The Carpentries is an organisation that teaches foundational coding and data science skills to researchers. I myself benefited from their workshop on version control and git taught at University of Oslo, and I think the traditional classroom could use some of the methods at these data science workshops.

To put simply, there are two things I tried with the course setup for MF9130E:

Live coding demonstration, plenty of it
Sticky-notes flag and helper (teaching assistant) in class

In the live coding demonstration (which I was responsible for), I made sure that students were taught the most commonly used R commands for data manipulation and exploration. Quarto webpages on introduction to R, basic EDA, intermediate EDA have been created and guided through in class, mixed with statistical concepts and visualizations. Without knowing how your data looks like, blindly using statistical tests is dangerous - that is the motivation for doing so.

Whether students feel supported can make a huge difference in their willingness to learn. Taking it slow at the beginning, and solve the problems on an individual basis can prevent early drop-outs, especially when programming and IT systems are involved. Naturally, when we don’t have helpers we can not help everyone; this is a limitation for this model. Students should be encouraged to help each other.

Let them explore

The last important change in the class was to give time to students themselves.

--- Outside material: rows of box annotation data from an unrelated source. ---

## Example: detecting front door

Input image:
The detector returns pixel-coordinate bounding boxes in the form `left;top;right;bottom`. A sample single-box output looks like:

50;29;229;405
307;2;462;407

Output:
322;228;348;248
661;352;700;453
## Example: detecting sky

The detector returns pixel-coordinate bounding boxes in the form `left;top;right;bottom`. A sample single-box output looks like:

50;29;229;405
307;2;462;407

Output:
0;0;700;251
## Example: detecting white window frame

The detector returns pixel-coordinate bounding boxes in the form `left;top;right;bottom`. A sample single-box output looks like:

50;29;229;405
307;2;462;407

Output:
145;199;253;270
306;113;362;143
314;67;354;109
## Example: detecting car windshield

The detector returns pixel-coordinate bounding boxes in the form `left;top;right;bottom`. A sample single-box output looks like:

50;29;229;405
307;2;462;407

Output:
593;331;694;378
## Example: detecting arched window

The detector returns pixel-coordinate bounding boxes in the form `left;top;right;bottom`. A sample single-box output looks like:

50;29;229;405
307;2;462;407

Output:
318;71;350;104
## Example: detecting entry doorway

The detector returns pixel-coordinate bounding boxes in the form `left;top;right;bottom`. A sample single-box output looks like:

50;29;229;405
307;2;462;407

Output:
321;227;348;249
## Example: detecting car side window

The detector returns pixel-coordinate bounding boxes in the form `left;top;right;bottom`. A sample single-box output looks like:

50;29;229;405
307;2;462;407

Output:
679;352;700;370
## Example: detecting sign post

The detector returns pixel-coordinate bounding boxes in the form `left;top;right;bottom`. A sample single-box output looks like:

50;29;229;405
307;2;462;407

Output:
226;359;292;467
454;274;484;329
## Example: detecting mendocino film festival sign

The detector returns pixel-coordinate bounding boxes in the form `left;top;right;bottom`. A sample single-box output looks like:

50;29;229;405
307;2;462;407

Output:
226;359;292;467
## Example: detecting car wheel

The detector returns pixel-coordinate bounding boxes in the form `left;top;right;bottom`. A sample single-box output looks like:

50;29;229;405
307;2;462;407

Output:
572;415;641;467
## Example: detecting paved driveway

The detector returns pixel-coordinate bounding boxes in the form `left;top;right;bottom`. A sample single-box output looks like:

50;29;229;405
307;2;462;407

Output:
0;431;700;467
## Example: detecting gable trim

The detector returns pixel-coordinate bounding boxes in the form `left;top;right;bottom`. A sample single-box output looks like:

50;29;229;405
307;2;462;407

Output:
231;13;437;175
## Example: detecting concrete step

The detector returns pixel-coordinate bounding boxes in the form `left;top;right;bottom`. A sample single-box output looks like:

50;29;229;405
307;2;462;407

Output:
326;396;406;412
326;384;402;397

We reduced the lecturing on theory and computation, and added time for practice and discussion. The guided practice with live demo also came with solution and comments, so students could explore at their own pace. We left plenty of time for them to ask questions, and made sure most people can follow the exercises.

How did it go?

After the 8 day course we carried out a small survey among the ~50 students in the spring 2023 class. Student backgrounds are diverse, they work on lab data, clinical data or observational/epidemiological data:

observational study on humans 36%
RCT 18%
in vitro research 15%
others are in animal research, meta analysis or something else

Statistical competency (method, software) among students are generally on the basic end. Over 75% of the cohort report themselves to have basic to very basic knowledge of statistics; 33% do not use any statistical software, around 45% have used SPSS or Stata. On the other hand, some students (7%) report to have advanced knowledge and have some R experience.

Some feedback

This is the first time we do the course with R, live demo and put an emphasis on basic data manipulation and exploration - which means we do not have enough data, it is just an initial impression.

Here’s what we have received. On the positive side, 86% find the course useful for their own PhD research. 75% felt they are able to use the correct methods for their analyses, which is quite encouraging. Most felt the examples and exercises were able to demonstrate the theory. Students have generally positive experience with the live demo, and find the instructors supportive. This is good!

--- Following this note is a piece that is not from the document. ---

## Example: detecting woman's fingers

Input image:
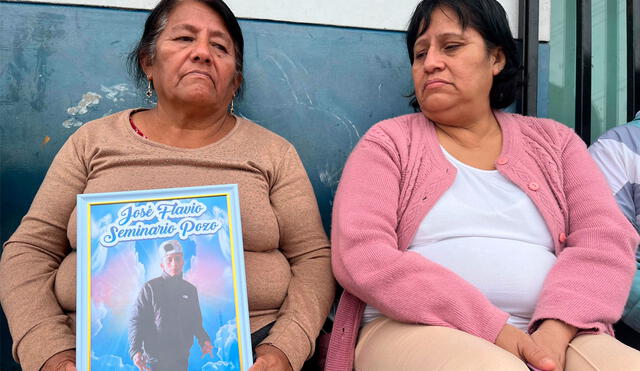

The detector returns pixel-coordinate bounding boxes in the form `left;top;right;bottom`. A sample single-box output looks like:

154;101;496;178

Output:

In the meantime, it is only natural that some are dissatisfied (21%) in some ways. Common complaints are: R is not user friendly to absolute beginners; the leap from no software to a programming language is too big for some.

As for whether students have really mastered the knowledge intended, we do not have enough data to draw a conclusion. We do observe that the take home project show somewhat better understanding, but can not say for sure just yet.

This is a class with very diverse backgrounds, hence it is challenging to cater to everyone’s needs. Yet, we are satisfied with the trial-transformation with our introductory statistics class, and we plan to gradually implement more classes with R, and possibly hands-on practice (depending on capacity).